Thomas compared a Pepsi ad featuring Kendall Jenner ending a “Black Lives Matter” protest with cans of soda to a Jeep ad showcasing the vehicle’s off-road ability. The Pepsi ad violated the brand’s manifesto by making an unsubstantiated claim about the company’s ability to solve a problem, while the Jeep ad clearly depicted the company’s capability.
Likewise, Thomas said, all people spend their lives developing their own personal manifesto. She asked the audience to consider, “What do you stand for? Is the manifesto you have been developing the one you want to be?”
Thomas suffered an accident in high school that caused her to question her manifesto and her entire identity. She was rear-ended by someone who was texting and driving, and lost 70% of her lower mandible. The damage to her jaw forced her to step down from her position on the debate team, a role that she believed defined her. As her jaw deteriorated and she gave up a large part of her life, she found that she began defining herself by her injury.

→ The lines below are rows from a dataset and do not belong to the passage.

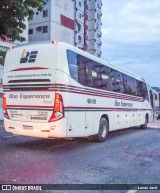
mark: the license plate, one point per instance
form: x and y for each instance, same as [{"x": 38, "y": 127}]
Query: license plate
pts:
[{"x": 27, "y": 127}]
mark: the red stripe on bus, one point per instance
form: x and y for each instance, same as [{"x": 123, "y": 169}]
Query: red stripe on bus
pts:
[
  {"x": 100, "y": 108},
  {"x": 31, "y": 68},
  {"x": 29, "y": 106}
]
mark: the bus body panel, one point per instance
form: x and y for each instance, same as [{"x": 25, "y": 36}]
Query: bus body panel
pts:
[{"x": 32, "y": 80}]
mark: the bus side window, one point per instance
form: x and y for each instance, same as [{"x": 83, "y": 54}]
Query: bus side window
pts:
[
  {"x": 72, "y": 62},
  {"x": 151, "y": 98}
]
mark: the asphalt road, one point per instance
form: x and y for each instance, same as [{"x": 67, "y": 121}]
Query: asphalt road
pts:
[{"x": 129, "y": 156}]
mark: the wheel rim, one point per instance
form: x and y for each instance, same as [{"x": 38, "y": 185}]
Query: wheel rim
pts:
[{"x": 104, "y": 131}]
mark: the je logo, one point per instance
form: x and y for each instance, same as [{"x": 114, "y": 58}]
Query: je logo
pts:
[{"x": 28, "y": 56}]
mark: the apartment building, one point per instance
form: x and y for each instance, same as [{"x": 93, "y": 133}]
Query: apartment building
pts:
[{"x": 77, "y": 22}]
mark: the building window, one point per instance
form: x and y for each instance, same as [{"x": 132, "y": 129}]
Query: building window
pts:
[
  {"x": 98, "y": 16},
  {"x": 99, "y": 5},
  {"x": 78, "y": 26},
  {"x": 80, "y": 15},
  {"x": 79, "y": 38},
  {"x": 45, "y": 13},
  {"x": 80, "y": 3},
  {"x": 97, "y": 26},
  {"x": 30, "y": 31},
  {"x": 45, "y": 29}
]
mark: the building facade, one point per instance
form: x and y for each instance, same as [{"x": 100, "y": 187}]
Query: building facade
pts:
[{"x": 77, "y": 22}]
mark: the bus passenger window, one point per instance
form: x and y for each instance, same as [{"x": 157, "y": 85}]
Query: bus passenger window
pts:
[{"x": 72, "y": 62}]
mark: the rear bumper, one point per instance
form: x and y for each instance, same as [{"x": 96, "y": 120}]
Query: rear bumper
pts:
[{"x": 44, "y": 130}]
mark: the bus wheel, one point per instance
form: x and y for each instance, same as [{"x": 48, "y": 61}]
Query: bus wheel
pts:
[
  {"x": 103, "y": 130},
  {"x": 144, "y": 126}
]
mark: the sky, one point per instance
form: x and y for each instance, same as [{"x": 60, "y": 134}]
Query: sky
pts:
[{"x": 131, "y": 36}]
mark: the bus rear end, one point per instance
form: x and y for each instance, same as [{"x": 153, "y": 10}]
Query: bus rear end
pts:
[{"x": 31, "y": 102}]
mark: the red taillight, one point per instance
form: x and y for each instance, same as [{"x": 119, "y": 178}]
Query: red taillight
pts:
[
  {"x": 5, "y": 106},
  {"x": 4, "y": 101},
  {"x": 58, "y": 111},
  {"x": 54, "y": 42}
]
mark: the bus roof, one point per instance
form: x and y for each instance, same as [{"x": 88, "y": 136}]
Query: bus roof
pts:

“I needed to restart and rediscover who I am,” she said. “My jaw continues to deteriorate, my face shape has changed three times, and I live with chronic pain, but that is not what defines me. Curiosity defines me. Passion defines me. Kindness defines me.”
Thomas credits her communications major and work with the AdLab in helping her change her frame of mind and reset her life. “It took me losing myself entirely to reset and rediscover who I am meant to be,” she said.

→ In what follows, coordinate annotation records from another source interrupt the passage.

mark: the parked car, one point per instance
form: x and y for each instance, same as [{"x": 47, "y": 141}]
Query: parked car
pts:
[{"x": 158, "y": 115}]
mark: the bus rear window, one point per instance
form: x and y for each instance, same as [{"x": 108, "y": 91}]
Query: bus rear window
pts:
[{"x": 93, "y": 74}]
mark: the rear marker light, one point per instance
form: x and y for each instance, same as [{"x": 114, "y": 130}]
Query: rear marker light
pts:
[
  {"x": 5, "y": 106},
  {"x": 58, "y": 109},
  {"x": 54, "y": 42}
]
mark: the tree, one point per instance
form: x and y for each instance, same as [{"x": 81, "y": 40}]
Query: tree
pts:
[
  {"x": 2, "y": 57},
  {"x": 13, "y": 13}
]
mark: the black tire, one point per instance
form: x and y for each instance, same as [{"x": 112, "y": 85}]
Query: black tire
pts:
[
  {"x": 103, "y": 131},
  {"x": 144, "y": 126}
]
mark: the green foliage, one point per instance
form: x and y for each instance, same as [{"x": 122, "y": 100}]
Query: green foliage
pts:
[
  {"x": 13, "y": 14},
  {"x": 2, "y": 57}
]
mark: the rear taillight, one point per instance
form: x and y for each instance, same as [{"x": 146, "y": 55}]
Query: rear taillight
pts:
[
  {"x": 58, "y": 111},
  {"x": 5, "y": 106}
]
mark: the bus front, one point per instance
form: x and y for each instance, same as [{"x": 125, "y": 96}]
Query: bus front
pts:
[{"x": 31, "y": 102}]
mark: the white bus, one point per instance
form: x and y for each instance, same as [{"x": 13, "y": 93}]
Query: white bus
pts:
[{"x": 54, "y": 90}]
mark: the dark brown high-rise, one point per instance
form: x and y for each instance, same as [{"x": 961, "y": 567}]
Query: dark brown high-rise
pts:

Piano performance major Hyrum Arneson played Transcendental Etude no. 11, Harmonies du Soir by Franz Liszt. He was followed by Ellen Huish, a communications major with a public relations emphasis.
Huish talked about “Communicating Across Generations,” opening with a story about her great-grandfather attending BYU in 1914. Despite having a successful educational experience and serving in WWI, late in his life he felt as though he had not left any real mark on the world.

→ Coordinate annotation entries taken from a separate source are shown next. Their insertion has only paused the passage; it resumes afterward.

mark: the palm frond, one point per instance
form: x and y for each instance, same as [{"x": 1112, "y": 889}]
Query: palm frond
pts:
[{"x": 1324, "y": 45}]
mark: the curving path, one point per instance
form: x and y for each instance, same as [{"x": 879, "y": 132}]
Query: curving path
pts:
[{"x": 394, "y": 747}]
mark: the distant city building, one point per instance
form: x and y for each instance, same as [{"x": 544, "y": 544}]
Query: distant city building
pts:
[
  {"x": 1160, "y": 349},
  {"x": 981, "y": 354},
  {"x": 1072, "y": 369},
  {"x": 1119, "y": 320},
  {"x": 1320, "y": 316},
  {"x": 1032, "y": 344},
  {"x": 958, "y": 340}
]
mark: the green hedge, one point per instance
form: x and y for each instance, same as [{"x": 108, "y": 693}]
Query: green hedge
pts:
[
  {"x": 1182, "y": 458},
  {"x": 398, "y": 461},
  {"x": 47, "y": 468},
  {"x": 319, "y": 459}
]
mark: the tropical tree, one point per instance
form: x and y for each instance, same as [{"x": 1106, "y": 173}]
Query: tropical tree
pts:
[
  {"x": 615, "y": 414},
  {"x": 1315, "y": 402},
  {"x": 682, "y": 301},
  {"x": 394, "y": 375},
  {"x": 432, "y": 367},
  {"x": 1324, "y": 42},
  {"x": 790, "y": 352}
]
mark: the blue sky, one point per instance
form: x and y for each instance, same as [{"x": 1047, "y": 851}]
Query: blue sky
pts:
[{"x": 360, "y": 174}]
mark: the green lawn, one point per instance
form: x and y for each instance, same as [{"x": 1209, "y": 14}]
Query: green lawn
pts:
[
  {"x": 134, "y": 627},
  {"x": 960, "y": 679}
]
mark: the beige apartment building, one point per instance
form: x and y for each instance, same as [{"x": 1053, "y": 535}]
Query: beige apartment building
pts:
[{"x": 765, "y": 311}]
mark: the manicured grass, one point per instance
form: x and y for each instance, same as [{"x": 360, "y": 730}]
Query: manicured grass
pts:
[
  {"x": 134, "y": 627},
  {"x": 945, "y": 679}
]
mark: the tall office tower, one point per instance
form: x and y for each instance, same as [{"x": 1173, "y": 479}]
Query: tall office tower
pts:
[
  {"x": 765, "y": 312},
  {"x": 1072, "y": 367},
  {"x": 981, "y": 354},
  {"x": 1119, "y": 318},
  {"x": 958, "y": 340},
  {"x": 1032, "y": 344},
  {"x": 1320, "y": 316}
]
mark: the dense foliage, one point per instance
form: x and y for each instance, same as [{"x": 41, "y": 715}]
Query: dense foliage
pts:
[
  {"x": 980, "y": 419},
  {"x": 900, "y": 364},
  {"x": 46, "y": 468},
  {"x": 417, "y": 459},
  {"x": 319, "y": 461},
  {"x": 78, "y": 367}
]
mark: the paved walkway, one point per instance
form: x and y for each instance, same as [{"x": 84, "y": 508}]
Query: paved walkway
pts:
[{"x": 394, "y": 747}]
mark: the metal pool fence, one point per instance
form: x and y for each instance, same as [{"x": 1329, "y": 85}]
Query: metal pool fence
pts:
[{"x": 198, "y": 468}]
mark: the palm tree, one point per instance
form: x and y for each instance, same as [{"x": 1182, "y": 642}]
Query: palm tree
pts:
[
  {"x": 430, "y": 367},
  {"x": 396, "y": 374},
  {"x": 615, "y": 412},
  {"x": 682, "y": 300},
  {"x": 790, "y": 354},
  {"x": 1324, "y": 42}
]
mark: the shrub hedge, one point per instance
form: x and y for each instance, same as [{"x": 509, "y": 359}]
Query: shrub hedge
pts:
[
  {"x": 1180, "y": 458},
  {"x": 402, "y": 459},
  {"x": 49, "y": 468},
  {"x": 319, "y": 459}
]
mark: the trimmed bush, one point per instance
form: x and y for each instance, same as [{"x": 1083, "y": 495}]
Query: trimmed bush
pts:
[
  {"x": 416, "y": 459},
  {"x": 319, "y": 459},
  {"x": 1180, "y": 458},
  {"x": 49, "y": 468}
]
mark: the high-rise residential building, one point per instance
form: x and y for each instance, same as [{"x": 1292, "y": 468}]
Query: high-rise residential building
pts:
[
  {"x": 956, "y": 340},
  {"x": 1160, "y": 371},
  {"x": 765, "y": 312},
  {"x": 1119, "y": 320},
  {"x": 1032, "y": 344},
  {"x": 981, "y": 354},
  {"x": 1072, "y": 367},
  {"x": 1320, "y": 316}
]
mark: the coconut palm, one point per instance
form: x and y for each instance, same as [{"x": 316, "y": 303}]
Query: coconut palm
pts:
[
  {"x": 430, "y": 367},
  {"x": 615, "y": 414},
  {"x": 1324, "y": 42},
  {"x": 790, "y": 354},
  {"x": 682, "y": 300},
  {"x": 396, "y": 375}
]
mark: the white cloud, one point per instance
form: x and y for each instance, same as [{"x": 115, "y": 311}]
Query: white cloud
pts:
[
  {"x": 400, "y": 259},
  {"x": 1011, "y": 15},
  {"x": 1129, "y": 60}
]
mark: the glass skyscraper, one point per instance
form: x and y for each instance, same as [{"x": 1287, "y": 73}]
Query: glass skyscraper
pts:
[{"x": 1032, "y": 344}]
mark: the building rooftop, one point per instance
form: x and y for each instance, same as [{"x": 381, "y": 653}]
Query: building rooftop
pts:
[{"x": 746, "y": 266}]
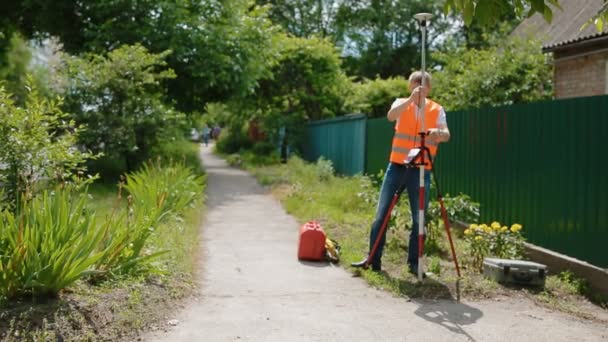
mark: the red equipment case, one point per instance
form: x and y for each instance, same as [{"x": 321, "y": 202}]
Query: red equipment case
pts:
[{"x": 311, "y": 245}]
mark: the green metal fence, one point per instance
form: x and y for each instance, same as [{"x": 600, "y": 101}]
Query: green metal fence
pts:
[
  {"x": 341, "y": 140},
  {"x": 541, "y": 165}
]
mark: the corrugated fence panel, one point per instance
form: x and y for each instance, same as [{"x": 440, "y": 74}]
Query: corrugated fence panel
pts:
[
  {"x": 542, "y": 165},
  {"x": 378, "y": 144},
  {"x": 341, "y": 140}
]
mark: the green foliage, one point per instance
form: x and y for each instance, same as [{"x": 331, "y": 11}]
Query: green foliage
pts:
[
  {"x": 493, "y": 241},
  {"x": 179, "y": 149},
  {"x": 119, "y": 98},
  {"x": 155, "y": 192},
  {"x": 304, "y": 18},
  {"x": 168, "y": 188},
  {"x": 263, "y": 148},
  {"x": 324, "y": 169},
  {"x": 382, "y": 38},
  {"x": 220, "y": 47},
  {"x": 489, "y": 12},
  {"x": 307, "y": 84},
  {"x": 14, "y": 72},
  {"x": 514, "y": 72},
  {"x": 435, "y": 265},
  {"x": 459, "y": 209},
  {"x": 56, "y": 238},
  {"x": 233, "y": 140},
  {"x": 37, "y": 143},
  {"x": 373, "y": 97},
  {"x": 51, "y": 243}
]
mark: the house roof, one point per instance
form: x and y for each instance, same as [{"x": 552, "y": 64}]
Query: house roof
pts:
[{"x": 565, "y": 28}]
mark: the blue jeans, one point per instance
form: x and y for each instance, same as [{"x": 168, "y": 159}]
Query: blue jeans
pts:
[{"x": 395, "y": 176}]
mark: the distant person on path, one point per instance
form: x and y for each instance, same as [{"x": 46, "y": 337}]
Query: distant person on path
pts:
[
  {"x": 216, "y": 132},
  {"x": 405, "y": 112},
  {"x": 206, "y": 135}
]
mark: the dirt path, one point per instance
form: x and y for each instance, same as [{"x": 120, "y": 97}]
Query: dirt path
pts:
[{"x": 252, "y": 288}]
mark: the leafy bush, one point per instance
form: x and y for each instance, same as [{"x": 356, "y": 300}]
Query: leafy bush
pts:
[
  {"x": 179, "y": 149},
  {"x": 307, "y": 84},
  {"x": 50, "y": 244},
  {"x": 120, "y": 99},
  {"x": 493, "y": 240},
  {"x": 263, "y": 148},
  {"x": 155, "y": 191},
  {"x": 324, "y": 169},
  {"x": 514, "y": 72},
  {"x": 57, "y": 239},
  {"x": 459, "y": 209},
  {"x": 232, "y": 141},
  {"x": 37, "y": 143},
  {"x": 374, "y": 97}
]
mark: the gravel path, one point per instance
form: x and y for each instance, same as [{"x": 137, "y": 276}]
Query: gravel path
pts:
[{"x": 253, "y": 288}]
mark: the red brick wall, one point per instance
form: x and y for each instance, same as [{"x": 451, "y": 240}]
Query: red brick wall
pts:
[{"x": 580, "y": 76}]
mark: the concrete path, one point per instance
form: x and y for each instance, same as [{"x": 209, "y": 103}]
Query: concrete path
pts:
[{"x": 252, "y": 288}]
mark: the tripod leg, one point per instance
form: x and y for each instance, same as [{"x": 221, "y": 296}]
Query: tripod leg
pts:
[
  {"x": 372, "y": 252},
  {"x": 444, "y": 215}
]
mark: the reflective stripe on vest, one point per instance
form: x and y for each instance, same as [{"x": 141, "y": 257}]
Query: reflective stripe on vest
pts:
[{"x": 406, "y": 137}]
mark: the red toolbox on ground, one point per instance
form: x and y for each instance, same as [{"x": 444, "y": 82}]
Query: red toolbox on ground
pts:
[{"x": 311, "y": 245}]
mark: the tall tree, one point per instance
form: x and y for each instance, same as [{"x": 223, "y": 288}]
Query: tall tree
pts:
[
  {"x": 220, "y": 47},
  {"x": 304, "y": 18},
  {"x": 381, "y": 38}
]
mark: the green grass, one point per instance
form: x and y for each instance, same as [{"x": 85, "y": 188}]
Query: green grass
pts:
[
  {"x": 345, "y": 207},
  {"x": 118, "y": 306}
]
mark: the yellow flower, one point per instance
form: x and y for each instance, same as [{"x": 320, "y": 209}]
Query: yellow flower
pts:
[{"x": 516, "y": 227}]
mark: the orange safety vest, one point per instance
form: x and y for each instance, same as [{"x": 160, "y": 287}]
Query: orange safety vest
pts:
[{"x": 407, "y": 128}]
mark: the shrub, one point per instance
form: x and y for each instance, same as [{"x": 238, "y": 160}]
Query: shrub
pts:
[
  {"x": 56, "y": 238},
  {"x": 37, "y": 142},
  {"x": 263, "y": 148},
  {"x": 493, "y": 240},
  {"x": 514, "y": 72},
  {"x": 120, "y": 97},
  {"x": 232, "y": 141},
  {"x": 155, "y": 191},
  {"x": 459, "y": 209},
  {"x": 53, "y": 242},
  {"x": 324, "y": 169},
  {"x": 374, "y": 97}
]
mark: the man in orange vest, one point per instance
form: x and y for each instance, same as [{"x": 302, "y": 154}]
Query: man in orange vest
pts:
[{"x": 405, "y": 112}]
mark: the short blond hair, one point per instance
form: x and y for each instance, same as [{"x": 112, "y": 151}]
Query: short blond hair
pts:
[{"x": 416, "y": 77}]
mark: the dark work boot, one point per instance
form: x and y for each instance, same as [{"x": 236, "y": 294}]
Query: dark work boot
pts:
[
  {"x": 363, "y": 264},
  {"x": 360, "y": 264}
]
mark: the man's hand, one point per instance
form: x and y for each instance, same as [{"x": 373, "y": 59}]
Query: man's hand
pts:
[
  {"x": 439, "y": 134},
  {"x": 418, "y": 94}
]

Huish, a fourth-generation BYU student on her father’s side and a third-generation BYU student on her mother’s side, said that although her ancestor felt like he hadn’t accomplished much, he and paved the way for her to attend the university. However, Huish’s family legacy didn’t protect her from going through serious challenges in college, including realizing her lifelong dream of serving a mission, only to come home after two months in the field.
“I came to BYU expecting my path to be a certain way, only to be pulled off course time and time and time again,” she said.
She encouraged her fellow students to fulfill their role as “storytellers” by not shying away from the messiness of reality. Instead of telling “the sanitized stories we think we should be telling,” communications professionals should tell “the honest and genuine stories that truly matter,” even if those stories discuss painful topics like failure and loss. Those stories, she said, allow the audience to have more appreciation for the stories of earned victories and unparalleled joys.
Huish closed her remarks by quoting the musical “Hamilton”: “There are moments that the words don’t reach.” This was one of those moments, she said.
“While words fail to adequately express how I feel right now, I hope it is sufficient for me to say, thank you,” she concluded.
The ceremony ended with the presentation of the graduates.